I wonder how the news spread.
Of Jesus’ birth I mean. I wonder if it was a grandiose display that everyone knew about, or if it spread in whispers and rumblings. Remember beyond a couple angels and a visit by some wise men, there wasn’t a great deal of pomp and circumstance surrounding the first few years of Christ’s life.
So I believe the latter. I think (and once again my perspective) is that beyond Bethlehem the news spread in rumors and whispers. People hearing the grand tale and wanting it to be true, but afraid to proclaim what they had not seen for themselves.

So for year’s… rumors and whispers that never died, always of a King who was born, who frightened Herod enough to order the murder of all the male babies anywhere near the rumored birthplace of the “King of the Jews.”

Fear is a powerful accelerant.

And it did accelerate, but never into real open celebration, but they never died either.

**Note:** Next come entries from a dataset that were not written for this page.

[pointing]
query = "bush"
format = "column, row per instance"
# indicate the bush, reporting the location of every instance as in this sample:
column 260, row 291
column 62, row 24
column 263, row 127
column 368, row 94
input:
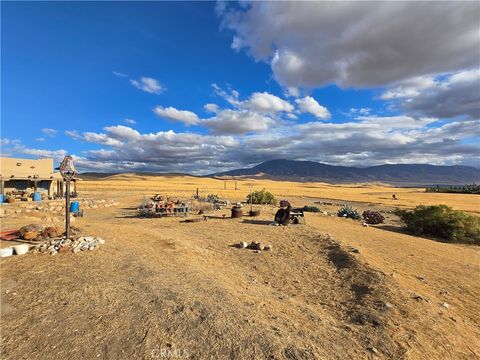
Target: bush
column 307, row 208
column 213, row 198
column 348, row 212
column 261, row 197
column 372, row 217
column 443, row 222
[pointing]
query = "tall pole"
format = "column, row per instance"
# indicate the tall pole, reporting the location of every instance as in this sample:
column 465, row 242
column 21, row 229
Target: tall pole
column 67, row 210
column 251, row 200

It’s a big desert out there, and when you traveled you traveled from water to water, settlement to settlement, and you didn’t ask questions about what was beyond the road well traveled.

Then one day, out of the dust and the rocks, out the bleak hopelessness of the desert… comes a voice.

A voice of one calling in the desert
“Prepare the way of the Lord
make straight paths for Him.”
Isaiah 40:3

He was rugged, unshaven, lived off the land around him, relying on nothing but the God he served.

He gave the people reason not to whisper anymore

He gave the people reason to LIVE for something
He gave them something REAL
He gave them HOPE

And so they came, not by the few, but by many.

The religious leaders even showed up, and the man from the desert called them snakes.

He preached the word of God with a passion they had forgotten.

He taught that he was only the prelude of what was to come.

The whispered words

Messiah
King of the Jews
Deliverer
Yeshua

Not whispers anymore, but shouts carried by the winds across the desert, a cry that carries to us here… now.

And then He came.

He.
Who has been and is and will be.
Came.

The man from the desert who had made such an impact in so short a time, who had prophesied and declared the word of God so boldly….

Crumbled before this man.
Unfit to even wash his sandals… yet he baptized him in the Jordan as he had so many others.

Only this man received blessings not from the crowd but from the God of Abraham, Isaac, and Jacob.
God himself was there.

Jesus began his ministry, and he called John the Baptist the greatest among men.
(Matthew 3)

Yet John would be beheaded years later. (Matthew 14)

That life did not work out the way our comfort gospel says it should.

John called the religious leaders snakes… and unless we are willing to live a life that ends as Johns did, then are we any different?
Are we capable of putting aside our scars, our bitterness, and our cynicism for the sake of living a life that is HOLY and preaches something other than complacency?

If our lives look like everyone else then we have failed.
If our lives are different, but for the sake of religion and not Christ, then we are snakes.
As a voice that cries out in the wilderness it can be lost in the wind.
Do not stop, do not quieten yourselves, because if we are quiet, then we are complacent, and have lost our first love.

We all have lost that love at sometime or another... so we must cry out to him, the one who was and is and is to come. For he is our Messiah, our King, our Deliverer.